Au cours des semaines suivantes, d’autres familles étaient venues rejoindre les premiers colons à La Vieille. Nous connaissons les noms des hommes qui étaient dans ces deux premiers groupes, puisque le 8 juillet 1906, l’abbé Lemieux de Willow Bunch est venu leur dire la messe. «Bien qu’éloignés de soixante milles de la paroisse la plus proche, au mois de juillet, ils avaient le bonheur de recevoir la visite du missionnaire.»(6) Après la messe, les hommes ont tous signé un registre. Voici leurs noms: Edmond Gauthier, Damase Gauthier, Ferdinand Gauthier, Louis Gauthier, Napoléon L’Heureux, Amédée Beaubien, Gustave Beaubien, Ferdinand Beaubien, Edmond Cardinal, Willy Dion, Urbain Audet, Alex McGillis, Jim Ledoux, J.-P. Beauregard, France Beaudoin et messieurs Hamel, Boutin et Beaubien de l’Abitibi.

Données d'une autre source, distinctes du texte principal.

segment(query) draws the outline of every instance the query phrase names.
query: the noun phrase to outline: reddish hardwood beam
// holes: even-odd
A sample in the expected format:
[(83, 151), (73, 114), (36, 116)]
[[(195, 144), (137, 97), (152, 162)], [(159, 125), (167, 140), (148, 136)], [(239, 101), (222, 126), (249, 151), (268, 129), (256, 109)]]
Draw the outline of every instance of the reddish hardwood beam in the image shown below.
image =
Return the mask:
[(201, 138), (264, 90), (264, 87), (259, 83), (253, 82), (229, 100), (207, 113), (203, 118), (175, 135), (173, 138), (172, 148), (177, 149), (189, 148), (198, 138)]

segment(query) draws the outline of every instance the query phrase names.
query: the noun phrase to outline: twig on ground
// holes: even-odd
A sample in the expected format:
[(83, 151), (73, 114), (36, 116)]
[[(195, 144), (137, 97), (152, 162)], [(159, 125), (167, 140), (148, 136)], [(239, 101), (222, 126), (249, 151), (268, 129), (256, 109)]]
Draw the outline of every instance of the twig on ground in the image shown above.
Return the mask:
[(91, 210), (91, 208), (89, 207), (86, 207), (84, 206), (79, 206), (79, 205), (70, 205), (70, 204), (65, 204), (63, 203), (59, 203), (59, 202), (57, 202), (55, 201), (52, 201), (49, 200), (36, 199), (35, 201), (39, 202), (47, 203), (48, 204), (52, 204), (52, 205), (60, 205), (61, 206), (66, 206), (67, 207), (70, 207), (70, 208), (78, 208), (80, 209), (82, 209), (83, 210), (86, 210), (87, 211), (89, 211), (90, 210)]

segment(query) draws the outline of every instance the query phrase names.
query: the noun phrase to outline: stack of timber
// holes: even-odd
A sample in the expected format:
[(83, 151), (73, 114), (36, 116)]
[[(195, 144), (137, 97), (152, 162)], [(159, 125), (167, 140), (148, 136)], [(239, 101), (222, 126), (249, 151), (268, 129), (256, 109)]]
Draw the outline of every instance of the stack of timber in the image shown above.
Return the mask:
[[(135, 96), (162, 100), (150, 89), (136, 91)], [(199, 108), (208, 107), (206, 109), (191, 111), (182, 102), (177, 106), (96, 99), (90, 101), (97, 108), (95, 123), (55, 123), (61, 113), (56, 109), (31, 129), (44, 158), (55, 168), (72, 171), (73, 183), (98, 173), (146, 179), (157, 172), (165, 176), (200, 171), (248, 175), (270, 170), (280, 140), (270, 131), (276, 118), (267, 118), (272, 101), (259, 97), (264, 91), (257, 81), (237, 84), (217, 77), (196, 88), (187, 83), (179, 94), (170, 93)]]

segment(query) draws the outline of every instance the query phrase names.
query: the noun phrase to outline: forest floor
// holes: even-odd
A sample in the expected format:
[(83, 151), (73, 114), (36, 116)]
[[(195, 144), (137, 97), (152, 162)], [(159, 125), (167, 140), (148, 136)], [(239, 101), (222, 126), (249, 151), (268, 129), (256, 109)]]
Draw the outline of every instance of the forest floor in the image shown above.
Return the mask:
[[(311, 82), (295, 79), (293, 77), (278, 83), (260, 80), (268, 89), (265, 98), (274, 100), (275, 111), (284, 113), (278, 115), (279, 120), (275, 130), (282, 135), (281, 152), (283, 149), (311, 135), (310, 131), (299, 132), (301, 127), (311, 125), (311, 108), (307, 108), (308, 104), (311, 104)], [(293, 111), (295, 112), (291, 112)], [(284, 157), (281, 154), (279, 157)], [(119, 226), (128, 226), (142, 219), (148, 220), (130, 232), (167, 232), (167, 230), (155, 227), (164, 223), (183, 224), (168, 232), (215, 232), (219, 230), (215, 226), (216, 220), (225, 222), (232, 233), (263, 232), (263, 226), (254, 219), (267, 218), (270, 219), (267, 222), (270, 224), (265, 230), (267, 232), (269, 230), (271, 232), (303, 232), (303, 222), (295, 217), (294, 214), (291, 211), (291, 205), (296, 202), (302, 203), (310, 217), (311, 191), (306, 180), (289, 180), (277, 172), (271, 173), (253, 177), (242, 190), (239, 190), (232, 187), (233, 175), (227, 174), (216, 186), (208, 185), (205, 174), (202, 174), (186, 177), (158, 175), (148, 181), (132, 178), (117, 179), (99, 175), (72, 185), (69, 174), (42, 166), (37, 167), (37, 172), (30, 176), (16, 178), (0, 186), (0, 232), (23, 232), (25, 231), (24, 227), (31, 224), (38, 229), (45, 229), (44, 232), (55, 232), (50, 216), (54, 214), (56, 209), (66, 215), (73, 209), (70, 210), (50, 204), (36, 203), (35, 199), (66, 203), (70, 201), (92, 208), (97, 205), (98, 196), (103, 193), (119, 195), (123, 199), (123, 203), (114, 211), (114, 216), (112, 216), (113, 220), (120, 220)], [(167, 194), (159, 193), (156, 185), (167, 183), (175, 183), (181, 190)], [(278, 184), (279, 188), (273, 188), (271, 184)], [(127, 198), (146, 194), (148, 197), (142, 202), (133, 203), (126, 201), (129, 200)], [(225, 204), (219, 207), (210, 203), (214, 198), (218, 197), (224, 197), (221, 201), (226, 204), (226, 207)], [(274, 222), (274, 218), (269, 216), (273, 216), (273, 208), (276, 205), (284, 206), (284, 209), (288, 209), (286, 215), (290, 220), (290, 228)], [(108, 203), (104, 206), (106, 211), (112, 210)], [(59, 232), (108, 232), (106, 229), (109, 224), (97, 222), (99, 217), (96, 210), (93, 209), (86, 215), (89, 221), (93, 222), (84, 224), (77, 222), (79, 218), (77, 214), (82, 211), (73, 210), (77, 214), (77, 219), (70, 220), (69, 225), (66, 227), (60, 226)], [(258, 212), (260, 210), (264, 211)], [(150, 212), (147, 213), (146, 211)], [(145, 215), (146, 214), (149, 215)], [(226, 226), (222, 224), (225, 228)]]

On apprend dans le même article qu’un troisième groupe de colons était arrivé pendant l’été de 1906. Dans ce groupe, il y avait Omer Gauthier, Philibert L’Heureux, Jos Gaumond, les frères Jos, Antoine et Pierre Ross, Jean-Baptiste Brousse et messieurs Gallard, Dièse et Lagacé. Louis Gallard et Jean-Baptiste Brousse étaient des associés de l’abbé Albert-Joseph Royer, fondateur de Ponteix.

Le groupe d’Edmond Gauthier était-il formé de «squatters» jusqu’en 1908 comme l’indique l’article du 27 mars 1918? Une recherche dans les dossiers des prises de concessions (Homestead Files) révèle qu’Edmond Gauthier a inscrit son terrain, le carreau NE 32-10-4-W3, en 1907. Pour sa part, Damase Gauthier a reçu les lettres patentes pour le carreau NW 28-10-4-W3 le 12 septembre 1908. Il aurait donc été établi sur le terrain depuis 1905. Enfin, lorsque Ferdinand Gauthier a reçu les lettres patentes pour son homestead, le carreau NW 24-11-5-W3, en 1910, plusieurs témoins ont affirmé qu’il avait habité le terrain depuis six ans. Lorsque l’abbé Gravel est donc arrivé à Gravelbourg, il a en effet trouvé un groupe de «squatters» car le terrain n’allait pas être arpenté avant l’automne 1906. Les premiers colons «squatters» n’ont toutefois pas perdu de temps pour inscrire leur concession une fois le terrain arpenté.

Avant les Gravel
Enfin, dans l’article «En marge des fêtes de Gravelbourg», l’auteur se permet un constat intéressant. Il écrit: «Il est regrettable cependant que le travail de colonisation se soit limité à quelques townships. Quelle belle moisson nous serions en demeure de recueillir si un travail constant et méthodique de douze années avait couvert toute la région au sud de Gravelbourg.»(7)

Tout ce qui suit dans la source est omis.